German North Sea coastal defence

.
The history of Germany's North Sea coastal defence is a military history oddity. The geography was a natural ally of the German navy as the Russian winter was to Russian armies.


This satellite imagery shows most of the German North Sea coast; the missing part on top is similar. We can easily see the chain of islands which leaves only the Eiderstädt peninsula on top truly exposed. Everywhere else "brown water" is an understatement. Muddy bottoms and very shallow waters are everywhere and restrict capital ship movements (see also this training nautical map). Ports and cities are thus well-protected from hostile surface actions.

typical look of the shore
The North Sea withdraws far during Ebb tides,
leaving a muddy landscape

It was relatively easy to secure the few navigable channels with coastal artillery, but 20th century wartime defences rested heavily on mines and motor torpedo boats. Minimally armed fishing boats (Kriegsfischkutter) served as picket boats (Vorpostenboot).

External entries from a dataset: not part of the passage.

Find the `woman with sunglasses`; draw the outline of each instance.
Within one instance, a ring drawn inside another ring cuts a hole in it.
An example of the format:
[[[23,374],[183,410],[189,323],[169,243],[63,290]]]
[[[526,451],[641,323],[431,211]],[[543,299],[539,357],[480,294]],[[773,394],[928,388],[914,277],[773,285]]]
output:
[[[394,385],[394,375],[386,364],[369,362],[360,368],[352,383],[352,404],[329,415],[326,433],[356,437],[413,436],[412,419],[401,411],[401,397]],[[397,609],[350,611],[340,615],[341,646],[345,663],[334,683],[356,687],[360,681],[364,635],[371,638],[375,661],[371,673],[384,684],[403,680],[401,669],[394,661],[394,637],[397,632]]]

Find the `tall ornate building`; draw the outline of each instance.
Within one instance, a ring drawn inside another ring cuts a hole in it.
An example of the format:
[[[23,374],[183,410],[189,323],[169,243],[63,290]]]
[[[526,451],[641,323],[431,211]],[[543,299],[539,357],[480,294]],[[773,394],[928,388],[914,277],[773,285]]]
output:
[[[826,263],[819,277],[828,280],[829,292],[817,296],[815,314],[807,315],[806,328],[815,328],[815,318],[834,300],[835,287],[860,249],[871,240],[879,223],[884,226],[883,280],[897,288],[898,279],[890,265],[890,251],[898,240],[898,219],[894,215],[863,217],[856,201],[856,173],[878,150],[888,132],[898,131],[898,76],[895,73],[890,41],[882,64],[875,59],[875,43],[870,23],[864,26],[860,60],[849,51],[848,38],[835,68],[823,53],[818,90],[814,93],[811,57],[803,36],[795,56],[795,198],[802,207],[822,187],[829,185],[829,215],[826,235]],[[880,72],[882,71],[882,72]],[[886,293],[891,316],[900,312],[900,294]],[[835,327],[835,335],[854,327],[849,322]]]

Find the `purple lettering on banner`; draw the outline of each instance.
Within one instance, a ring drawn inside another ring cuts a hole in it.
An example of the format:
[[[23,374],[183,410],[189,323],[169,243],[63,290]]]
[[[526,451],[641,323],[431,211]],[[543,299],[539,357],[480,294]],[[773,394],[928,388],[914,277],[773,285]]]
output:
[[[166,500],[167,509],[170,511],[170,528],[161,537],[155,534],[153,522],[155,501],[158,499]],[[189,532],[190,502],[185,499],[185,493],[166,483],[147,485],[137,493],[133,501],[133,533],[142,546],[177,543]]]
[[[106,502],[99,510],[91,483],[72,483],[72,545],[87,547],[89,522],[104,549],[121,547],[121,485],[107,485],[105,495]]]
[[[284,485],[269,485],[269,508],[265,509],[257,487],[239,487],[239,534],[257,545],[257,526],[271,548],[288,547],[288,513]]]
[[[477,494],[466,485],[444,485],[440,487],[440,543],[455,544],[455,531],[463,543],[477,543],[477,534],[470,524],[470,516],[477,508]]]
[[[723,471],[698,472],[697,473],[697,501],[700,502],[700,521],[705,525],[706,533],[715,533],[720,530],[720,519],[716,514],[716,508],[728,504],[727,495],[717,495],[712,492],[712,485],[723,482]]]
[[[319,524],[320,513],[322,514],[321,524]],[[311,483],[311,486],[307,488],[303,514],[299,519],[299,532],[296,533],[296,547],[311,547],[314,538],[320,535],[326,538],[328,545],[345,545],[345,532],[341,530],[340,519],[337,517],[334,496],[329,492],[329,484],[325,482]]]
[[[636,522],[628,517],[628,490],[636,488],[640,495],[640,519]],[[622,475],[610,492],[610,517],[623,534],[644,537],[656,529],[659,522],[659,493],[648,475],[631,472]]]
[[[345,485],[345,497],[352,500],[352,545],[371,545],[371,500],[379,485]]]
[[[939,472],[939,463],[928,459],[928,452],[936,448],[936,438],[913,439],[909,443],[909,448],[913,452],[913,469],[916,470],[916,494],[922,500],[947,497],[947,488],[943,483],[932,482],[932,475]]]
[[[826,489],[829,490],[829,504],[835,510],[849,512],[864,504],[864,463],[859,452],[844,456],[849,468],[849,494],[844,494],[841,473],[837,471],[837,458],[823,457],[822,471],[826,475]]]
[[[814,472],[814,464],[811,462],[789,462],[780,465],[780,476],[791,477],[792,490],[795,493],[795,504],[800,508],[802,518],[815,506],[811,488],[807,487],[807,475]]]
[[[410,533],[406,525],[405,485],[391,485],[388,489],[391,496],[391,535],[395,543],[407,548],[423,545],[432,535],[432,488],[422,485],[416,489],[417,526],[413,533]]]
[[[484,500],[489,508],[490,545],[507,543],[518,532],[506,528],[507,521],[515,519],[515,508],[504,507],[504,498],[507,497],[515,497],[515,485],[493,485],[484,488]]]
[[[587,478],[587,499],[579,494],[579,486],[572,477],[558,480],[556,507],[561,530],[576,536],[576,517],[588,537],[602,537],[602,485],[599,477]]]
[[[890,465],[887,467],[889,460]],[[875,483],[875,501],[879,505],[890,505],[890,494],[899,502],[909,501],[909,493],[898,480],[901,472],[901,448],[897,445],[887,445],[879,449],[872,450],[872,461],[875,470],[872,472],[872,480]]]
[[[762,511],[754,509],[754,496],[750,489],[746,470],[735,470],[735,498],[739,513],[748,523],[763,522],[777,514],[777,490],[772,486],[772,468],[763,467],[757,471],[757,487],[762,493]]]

Hostiles also had to fear false buoys, as they could lead ships into too shallow waters. The smaller navigable channels change over time, and years-old nautical maps are unreliable.

There's but one extant coastal fort; it guarded the entrance to the Elbe river estuary and thus to the primary German harbour city, Hamburg. Fort Kugelbake (satellite image). It was equipped with ten 283 mm guns before the First World War, half of these were moved to Flandres in 1914 already, and the fort only served as heavy anti-air battery with very little coastal defence value during the Second World War.

English North Sea coast cities endured some shelling during the First Word War; the German ones never did. The Royal navy had a plan for an amphibious invasion of Germany prior to the First World War already, (Baltic project), but it involved the risky navigation through the Danish waters and a landing on the German Baltic Sea shore - the North Sea shore was too troublesome.

The Sweden, Finland and Estonia - have a similar oddity in that the Baltic Sea is has little salt and thus often freezes over for months during wintertime. Norway has its unique fjord coastline, Sweden its archipelago in front of its capital. Croatia has a similar coastline as Germany, sans the influence of the tides. Much of the Dutch coastline resembles the German one.
Of all these countries, only Norway suffered from a (quite daring) amphibious invasion (Estonia experienced an invasion of its islands only).

I always thought this geographic influence on naval military history was quite interesting, and now I finally shared it.

S O
defence_and_freedom@gmx.de

P.S: Coastal artillery had historically a rather low lethality because its high lethality was usually avoided (save for few exceptions). Duels between cruisers and coastal forts were typically indecisive in both World Wars. Most coastal artillery lacked the battery size for effective long-range fires. (As a rule of thumb it takes a six salvo for a good observation of the centre of impact fountains and thus for accurate observed and corrected fire at long ranges. This is why the move from four to six or more primary artillery guns with the All-big-gun battleship in the Dreadnought revolution was such a big deal.) Most large calibre coastal guns were often very slow-loading compared to shipboard guns because the means for ammunition transport were more primitive. Coastal mortars were almost useless with their low rate of fire.
.

1 comment:

  1. Erskine Childers wrote a novel about the military implications of this very piece of real estate in the early 20C ("The Riddle of the Sands"), in which his spy protagonist was interested in its offensive, rather than defensive, possibilities. The plot centred on a secret German plan to use the muddy channels to launch a surpise attack on Britain. A very interesting read, though I have no idea how well known this book is in the German-speaking world.